Soil Morphology-Peoria Loess Grain Size Relationships, Southeastern Minnesota

  1. J. A. Mason  and
  2. E. A. Nater
  1. Dep. of Geography, Univ. of Wisconsin, 550 N. Park St., Madison, WI 53705
    Dep. of Soil Science, Univ. of Minnesota, 1991 Upper Buford Circle, St. Paul, MN 55108-6028

Abstract

Abstract

Soil profiles formed in Peorial Loess in southeastern Minnesota allow further examination of the widely observed morphological variation of loess-derived soils with distance from the loess source.
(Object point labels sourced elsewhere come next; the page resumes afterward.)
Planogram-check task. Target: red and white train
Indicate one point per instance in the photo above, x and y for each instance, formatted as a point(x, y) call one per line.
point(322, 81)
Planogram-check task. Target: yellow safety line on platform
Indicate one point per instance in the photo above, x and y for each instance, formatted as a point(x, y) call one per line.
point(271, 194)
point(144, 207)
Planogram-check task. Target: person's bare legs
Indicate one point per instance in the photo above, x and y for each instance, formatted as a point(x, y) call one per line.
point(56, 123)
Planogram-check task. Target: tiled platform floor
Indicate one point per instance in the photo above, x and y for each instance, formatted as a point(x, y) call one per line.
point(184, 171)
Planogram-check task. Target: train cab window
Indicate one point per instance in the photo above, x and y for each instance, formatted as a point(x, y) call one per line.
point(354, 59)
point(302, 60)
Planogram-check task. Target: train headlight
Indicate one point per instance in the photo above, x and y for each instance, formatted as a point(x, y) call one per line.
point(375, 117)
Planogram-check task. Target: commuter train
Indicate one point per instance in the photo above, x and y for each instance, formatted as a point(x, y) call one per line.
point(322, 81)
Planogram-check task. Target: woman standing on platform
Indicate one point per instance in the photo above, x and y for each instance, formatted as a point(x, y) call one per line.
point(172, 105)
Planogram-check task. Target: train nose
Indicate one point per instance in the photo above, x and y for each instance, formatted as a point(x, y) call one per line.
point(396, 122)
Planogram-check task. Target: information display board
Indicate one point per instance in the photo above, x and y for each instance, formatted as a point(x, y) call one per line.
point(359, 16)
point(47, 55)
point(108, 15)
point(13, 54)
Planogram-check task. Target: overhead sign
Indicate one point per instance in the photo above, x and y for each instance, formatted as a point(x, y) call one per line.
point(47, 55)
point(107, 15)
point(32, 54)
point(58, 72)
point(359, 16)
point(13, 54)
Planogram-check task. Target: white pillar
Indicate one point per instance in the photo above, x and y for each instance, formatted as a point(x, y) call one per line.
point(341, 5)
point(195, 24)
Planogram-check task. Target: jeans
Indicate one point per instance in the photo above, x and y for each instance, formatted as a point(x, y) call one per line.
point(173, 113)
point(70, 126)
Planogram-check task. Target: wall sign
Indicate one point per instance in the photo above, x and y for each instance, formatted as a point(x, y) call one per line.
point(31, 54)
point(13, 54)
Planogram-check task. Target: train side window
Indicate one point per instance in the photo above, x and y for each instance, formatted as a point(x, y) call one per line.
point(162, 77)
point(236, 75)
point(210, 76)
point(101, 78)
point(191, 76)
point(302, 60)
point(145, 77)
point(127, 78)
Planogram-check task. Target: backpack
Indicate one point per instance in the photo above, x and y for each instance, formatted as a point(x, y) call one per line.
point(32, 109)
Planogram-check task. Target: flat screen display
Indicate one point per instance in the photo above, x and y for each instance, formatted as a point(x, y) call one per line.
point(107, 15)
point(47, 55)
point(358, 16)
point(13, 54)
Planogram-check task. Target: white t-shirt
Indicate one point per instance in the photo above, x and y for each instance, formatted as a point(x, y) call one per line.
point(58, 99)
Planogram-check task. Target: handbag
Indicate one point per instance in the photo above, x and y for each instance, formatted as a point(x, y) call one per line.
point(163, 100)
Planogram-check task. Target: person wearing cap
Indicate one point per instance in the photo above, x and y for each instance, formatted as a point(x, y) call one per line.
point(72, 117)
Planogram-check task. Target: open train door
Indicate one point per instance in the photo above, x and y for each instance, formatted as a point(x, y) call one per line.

In these profiles, morphological variables representing depth of clay accumulation and solum thickness decrease with increasing ratios of coarse silt to total silt in the loessial parent material (R2 = 0.574–0.772). Variables representing depth of clay accumulation also decrease with increasing parent material carbonate content (R2 = 0.297–0.585), but the relationship is weaker. Clay accumulation depth increases with increasing parent material clay content, but the relationship is very weak (R2 = 0.044–0.102). The observed relationship between grain size and clay accumulation is consistent across a wide range of organic matter accumulation, although Typic and Mollic Hapludalfs tend to have shallower clay maxima than darker colored Mollisols. In this study area, unlike other regions of the midwestern USA, stronger soil development in the finer loess cannot be attributed to a shallow, perched water table. We hypothesize that abrupt downward increases in grain size at coarse loess sites inhibit downward moisture flux and, over the long term, limit both the depth of soil development and the amount of weathering and clay accumulation.

This work is published as Scientific Journal Series Paper no. 20948, Minnesota Agric. Exp. Stn., Univ. of Minnesota, St. Paul.